De rechtbank veroordeelt verdachte tot betaling van het toegewezen bedrag aan [slachtoffer 2] voornoemd.
De rechtbank bepaalt dat de benadeelde partij voor het overige niet-ontvankelijk in haar vordering is.
De rechtbank legt verdachte de verplichting op ten behoeve van [slachtoffer 2] , aan de Staat € 4.152,- (vierduizendhonderdtweeenvijftig euro), te vermeerderen met de wettelijke rente daarover vanaf het moment van het ontstaan van de schade, 24 februari 2017, tot aan de dag dat de vordering geheel is afgedaan. Bij gebreke van betaling en verhaal wordt deze betalingsverplichting vervangen door hechtenis van 51 (eenenvijftig) dagen. De toepassing van die hechtenis heft de hiervoor opgelegde verplichting niet op.

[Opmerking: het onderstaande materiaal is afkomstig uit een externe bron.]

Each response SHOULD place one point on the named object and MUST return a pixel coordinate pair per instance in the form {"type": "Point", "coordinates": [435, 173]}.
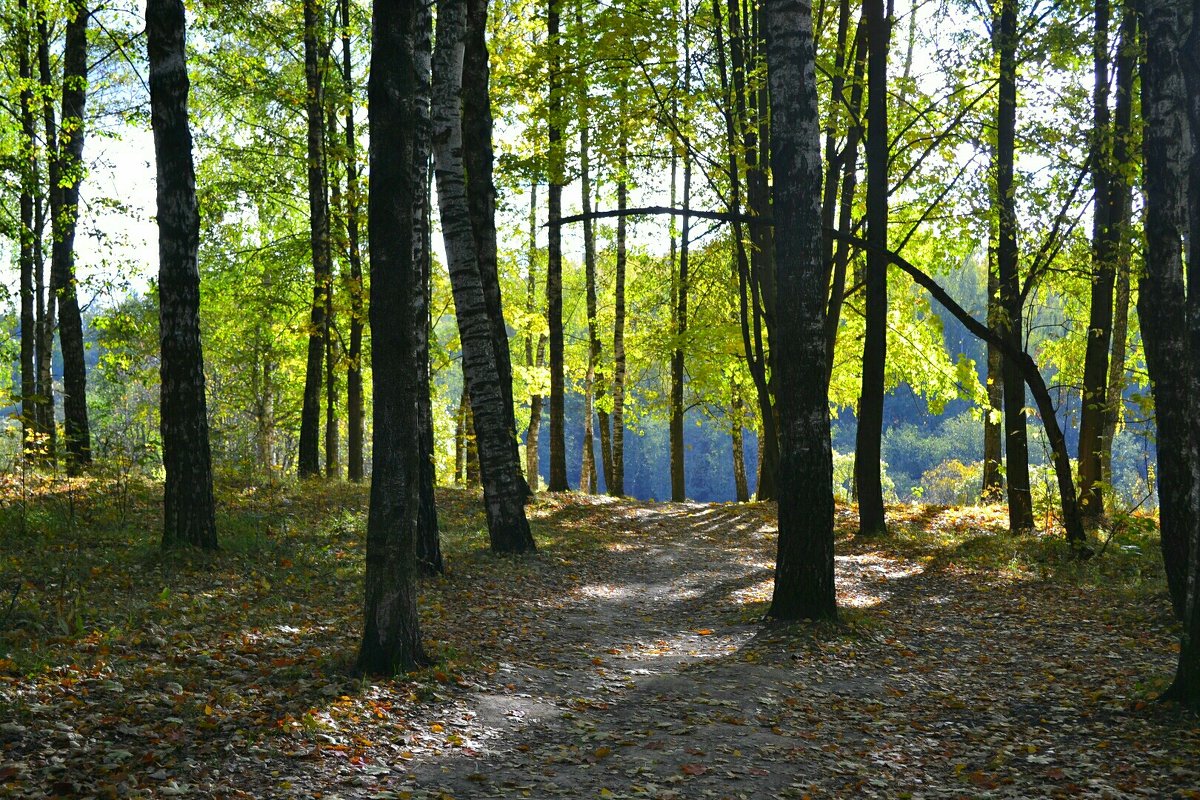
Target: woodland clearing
{"type": "Point", "coordinates": [627, 659]}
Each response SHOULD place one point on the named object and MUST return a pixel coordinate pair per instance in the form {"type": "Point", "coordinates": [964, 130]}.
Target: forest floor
{"type": "Point", "coordinates": [627, 659]}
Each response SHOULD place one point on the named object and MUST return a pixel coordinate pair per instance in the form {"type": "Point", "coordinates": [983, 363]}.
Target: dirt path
{"type": "Point", "coordinates": [659, 686]}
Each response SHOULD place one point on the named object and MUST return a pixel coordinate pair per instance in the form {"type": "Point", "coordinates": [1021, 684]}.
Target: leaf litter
{"type": "Point", "coordinates": [627, 659]}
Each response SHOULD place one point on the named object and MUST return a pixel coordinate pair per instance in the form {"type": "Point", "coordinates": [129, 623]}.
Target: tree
{"type": "Point", "coordinates": [504, 489]}
{"type": "Point", "coordinates": [318, 236]}
{"type": "Point", "coordinates": [189, 516]}
{"type": "Point", "coordinates": [391, 635]}
{"type": "Point", "coordinates": [870, 408]}
{"type": "Point", "coordinates": [65, 182]}
{"type": "Point", "coordinates": [555, 257]}
{"type": "Point", "coordinates": [1020, 503]}
{"type": "Point", "coordinates": [804, 576]}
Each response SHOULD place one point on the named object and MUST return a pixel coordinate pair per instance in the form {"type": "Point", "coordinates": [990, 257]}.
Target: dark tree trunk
{"type": "Point", "coordinates": [870, 408]}
{"type": "Point", "coordinates": [1020, 503]}
{"type": "Point", "coordinates": [1105, 250]}
{"type": "Point", "coordinates": [478, 157]}
{"type": "Point", "coordinates": [1170, 312]}
{"type": "Point", "coordinates": [63, 274]}
{"type": "Point", "coordinates": [993, 489]}
{"type": "Point", "coordinates": [741, 487]}
{"type": "Point", "coordinates": [1163, 299]}
{"type": "Point", "coordinates": [804, 575]}
{"type": "Point", "coordinates": [588, 481]}
{"type": "Point", "coordinates": [846, 202]}
{"type": "Point", "coordinates": [757, 200]}
{"type": "Point", "coordinates": [354, 400]}
{"type": "Point", "coordinates": [429, 540]}
{"type": "Point", "coordinates": [29, 401]}
{"type": "Point", "coordinates": [617, 487]}
{"type": "Point", "coordinates": [318, 235]}
{"type": "Point", "coordinates": [189, 515]}
{"type": "Point", "coordinates": [678, 475]}
{"type": "Point", "coordinates": [532, 469]}
{"type": "Point", "coordinates": [555, 260]}
{"type": "Point", "coordinates": [391, 636]}
{"type": "Point", "coordinates": [1122, 211]}
{"type": "Point", "coordinates": [47, 312]}
{"type": "Point", "coordinates": [504, 488]}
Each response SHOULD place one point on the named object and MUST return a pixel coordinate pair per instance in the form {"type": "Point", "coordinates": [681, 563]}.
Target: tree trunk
{"type": "Point", "coordinates": [189, 515]}
{"type": "Point", "coordinates": [478, 156]}
{"type": "Point", "coordinates": [617, 487]}
{"type": "Point", "coordinates": [757, 199]}
{"type": "Point", "coordinates": [532, 469]}
{"type": "Point", "coordinates": [1020, 503]}
{"type": "Point", "coordinates": [1105, 250]}
{"type": "Point", "coordinates": [29, 401]}
{"type": "Point", "coordinates": [678, 482]}
{"type": "Point", "coordinates": [1169, 312]}
{"type": "Point", "coordinates": [846, 202]}
{"type": "Point", "coordinates": [741, 487]}
{"type": "Point", "coordinates": [460, 440]}
{"type": "Point", "coordinates": [391, 636]}
{"type": "Point", "coordinates": [429, 541]}
{"type": "Point", "coordinates": [63, 275]}
{"type": "Point", "coordinates": [555, 259]}
{"type": "Point", "coordinates": [47, 313]}
{"type": "Point", "coordinates": [804, 575]}
{"type": "Point", "coordinates": [588, 463]}
{"type": "Point", "coordinates": [1122, 214]}
{"type": "Point", "coordinates": [504, 488]}
{"type": "Point", "coordinates": [318, 235]}
{"type": "Point", "coordinates": [868, 451]}
{"type": "Point", "coordinates": [354, 400]}
{"type": "Point", "coordinates": [993, 489]}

De rechtbank bepaalt dat, indien en voor zover verdachte aan een van de genoemde betalingsverplichtingen heeft voldaan, daarmee de andere is vervallen.
Dit vonnis is gewezen door
mr. K.A. Brunner, voorzitter,
mrs. M.A.E. Somsen en M.T.C. de Vries, rechters,
in tegenwoordigheid van mr. K.P. Jit, griffier,
en uitgesproken op de openbare terechtzitting van deze rechtbank van 27 oktober 2017.